Ich tat so als würde es mich nerven, wie schmutzig er mich angrinste. Dabei war ich alles andere als genervt davon. Es gefiel mir, dass er so deutlich zeigte, wie sehr er sich zu mir hingezogen fühlte.

Nachdem Damian die Tür zu seinem Haus aufgeschlossen hatte, hörten wir bereits Nick aus der Küche rufen: "Ich habe Fleisch für dich!"

Es klapperte und kurz danach kam Nick in den Flur. Als er mich sah, wurden seine Schritte langsamer. Sein Lächeln wirkte plötzlich aufgesetzt.

"Hey, ihr zwei."

Damian warf einen Blick zu mir, der wohl sowas wie "Viel Spaß" heißen sollte, ehe er Nick wortlos auf die Schulter klopfte und an ihm vorbei in die Küche ging.

Ich hatte zu wenig Zeit gehabt zu beschließen, wie ich ihm gegenübertreten wollte. Er hatte meinen besten Freund verletzt, also war die einzig logische Reaktion, dass ich ihn verletzte. Andererseits brachte so ein sinnloses Machogehabe keinem etwas.

"Schön, dass du noch am Leben bist", teilte ich ihm also mit. "Wir hatten unsere Zweifel."

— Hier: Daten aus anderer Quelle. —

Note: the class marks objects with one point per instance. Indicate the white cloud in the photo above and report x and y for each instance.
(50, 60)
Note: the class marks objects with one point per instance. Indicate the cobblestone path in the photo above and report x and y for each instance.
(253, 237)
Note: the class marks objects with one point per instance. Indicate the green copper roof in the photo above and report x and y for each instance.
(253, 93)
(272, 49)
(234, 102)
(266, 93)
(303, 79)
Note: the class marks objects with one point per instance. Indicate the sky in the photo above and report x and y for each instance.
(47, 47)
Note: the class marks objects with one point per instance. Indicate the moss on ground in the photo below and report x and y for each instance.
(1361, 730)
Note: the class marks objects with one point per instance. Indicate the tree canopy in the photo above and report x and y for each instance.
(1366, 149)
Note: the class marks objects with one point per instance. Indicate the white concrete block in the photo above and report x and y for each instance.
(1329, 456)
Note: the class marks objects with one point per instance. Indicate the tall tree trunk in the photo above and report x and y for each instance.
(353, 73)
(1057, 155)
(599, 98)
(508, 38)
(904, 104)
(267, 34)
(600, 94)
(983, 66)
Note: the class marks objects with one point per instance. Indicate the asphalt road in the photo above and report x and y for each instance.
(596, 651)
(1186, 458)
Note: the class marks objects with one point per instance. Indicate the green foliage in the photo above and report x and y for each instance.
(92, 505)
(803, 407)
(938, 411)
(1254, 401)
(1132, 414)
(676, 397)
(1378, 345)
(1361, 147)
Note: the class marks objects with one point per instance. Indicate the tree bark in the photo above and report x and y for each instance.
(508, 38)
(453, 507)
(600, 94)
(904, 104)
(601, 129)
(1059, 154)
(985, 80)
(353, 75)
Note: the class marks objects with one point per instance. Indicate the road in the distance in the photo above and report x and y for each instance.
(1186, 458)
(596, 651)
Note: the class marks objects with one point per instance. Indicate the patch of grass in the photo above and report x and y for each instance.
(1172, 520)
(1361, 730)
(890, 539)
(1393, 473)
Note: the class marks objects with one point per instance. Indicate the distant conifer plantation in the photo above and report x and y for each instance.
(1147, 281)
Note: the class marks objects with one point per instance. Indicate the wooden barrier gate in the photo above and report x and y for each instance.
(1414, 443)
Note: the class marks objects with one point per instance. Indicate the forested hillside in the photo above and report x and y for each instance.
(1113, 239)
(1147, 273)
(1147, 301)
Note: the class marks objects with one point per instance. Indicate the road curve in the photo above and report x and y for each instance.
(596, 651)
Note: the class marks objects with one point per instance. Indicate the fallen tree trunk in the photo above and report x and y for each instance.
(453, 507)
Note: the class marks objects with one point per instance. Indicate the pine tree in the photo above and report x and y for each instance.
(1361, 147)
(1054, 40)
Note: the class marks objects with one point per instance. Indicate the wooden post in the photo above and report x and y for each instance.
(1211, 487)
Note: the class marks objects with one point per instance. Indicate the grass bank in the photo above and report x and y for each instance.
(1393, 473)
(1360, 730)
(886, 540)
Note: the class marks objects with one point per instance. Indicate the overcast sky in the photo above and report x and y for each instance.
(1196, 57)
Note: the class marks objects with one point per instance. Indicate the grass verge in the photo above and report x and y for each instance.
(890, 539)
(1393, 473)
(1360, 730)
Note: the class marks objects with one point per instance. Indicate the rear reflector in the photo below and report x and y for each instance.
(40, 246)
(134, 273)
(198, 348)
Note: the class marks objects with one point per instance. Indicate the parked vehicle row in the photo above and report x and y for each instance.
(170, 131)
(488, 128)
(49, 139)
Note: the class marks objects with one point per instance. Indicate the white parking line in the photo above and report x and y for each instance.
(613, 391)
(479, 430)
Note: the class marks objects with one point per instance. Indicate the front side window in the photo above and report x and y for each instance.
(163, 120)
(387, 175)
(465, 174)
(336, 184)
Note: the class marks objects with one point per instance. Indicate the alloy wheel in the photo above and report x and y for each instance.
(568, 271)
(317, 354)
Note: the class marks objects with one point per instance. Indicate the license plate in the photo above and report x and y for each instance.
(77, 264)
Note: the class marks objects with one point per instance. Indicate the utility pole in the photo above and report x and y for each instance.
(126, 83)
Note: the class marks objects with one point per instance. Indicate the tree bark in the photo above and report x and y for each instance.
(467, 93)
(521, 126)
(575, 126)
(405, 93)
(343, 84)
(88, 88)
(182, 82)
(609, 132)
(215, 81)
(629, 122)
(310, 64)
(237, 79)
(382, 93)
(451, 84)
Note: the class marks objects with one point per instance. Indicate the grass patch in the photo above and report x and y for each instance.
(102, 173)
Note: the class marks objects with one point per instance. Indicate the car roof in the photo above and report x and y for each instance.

Nick lachte unsicher und rieb sich über den Nacken. "Ist Finn sehr sauer?"

"Sauer nicht. Eher verletzt. Enttäuscht. Fühlt sich dumm und hintergangen."

Mein Gegenüber nickte. Dass er sich nicht die Mühe machte, mir irgendwelche Erklärungen aufzutischen, konnte ich verstehen. Ich war nicht die Person, der er das Herz gebrochen hatte.

"Ich werde ihm schreiben, dass du hier bist", teilte ich Nick nach einigen Sekunden des Schweigens mit. "Ich glaube zwar nicht, dass er herkommen wird, aber wenn du kein absolutes Arschgesicht bist, dann gibst du ihm die Chance, mit dir abzuschließen, statt einfach so zu tun als wäre nichts zwischen euch gewesen. Du bist ihm eine Erklärung schuldig."

Es interessierte mich nicht, was er dazu zu sagen hatte. Ich ging an ihm vorbei und in die Küche, dorthin, wo ich Damian vermutete. Dabei tippte ich die Nachricht an Finn in mein Handy und steckte es danach wieder in meine Hosentasche.

Damian hantierte gerade in den Schränken herum. Er holte Teller, Gläser und Besteck.

"Tu nicht so als hättest du nicht gelauscht."

Er drehte sich zu mir, mit einem leichten Grinsen. "Um ehrlich zu sein, bin ich etwas enttäuscht. Ich hatte mir mehr... Extase erhofft."

Kritisch schaute ich ihn an. "Du willst, dass ein Gespräch mit deinem Pflegebruder mich in Extase bringt?"

"Wenn du es so ausdrückst", er verzog sein Gesicht, "dann lieber nicht."

Schmunzelnd schlang ich die Arme um seinen Nacken. "Zum Glück."

Damian legte die Hände an meine Hüften und streichelte in kleinen Auf- und Abbewegungen darüber.

"Ich würde gerne weiter würde deine Extase reden, aber, um ehrlich zu sein, bin ich grade total hungrig. Lass uns das später aufgreifen, okay?"

Ich gab ihm einen Kuss und löste mich wieder von ihm. Meine Schmusekatze brauchte Futter.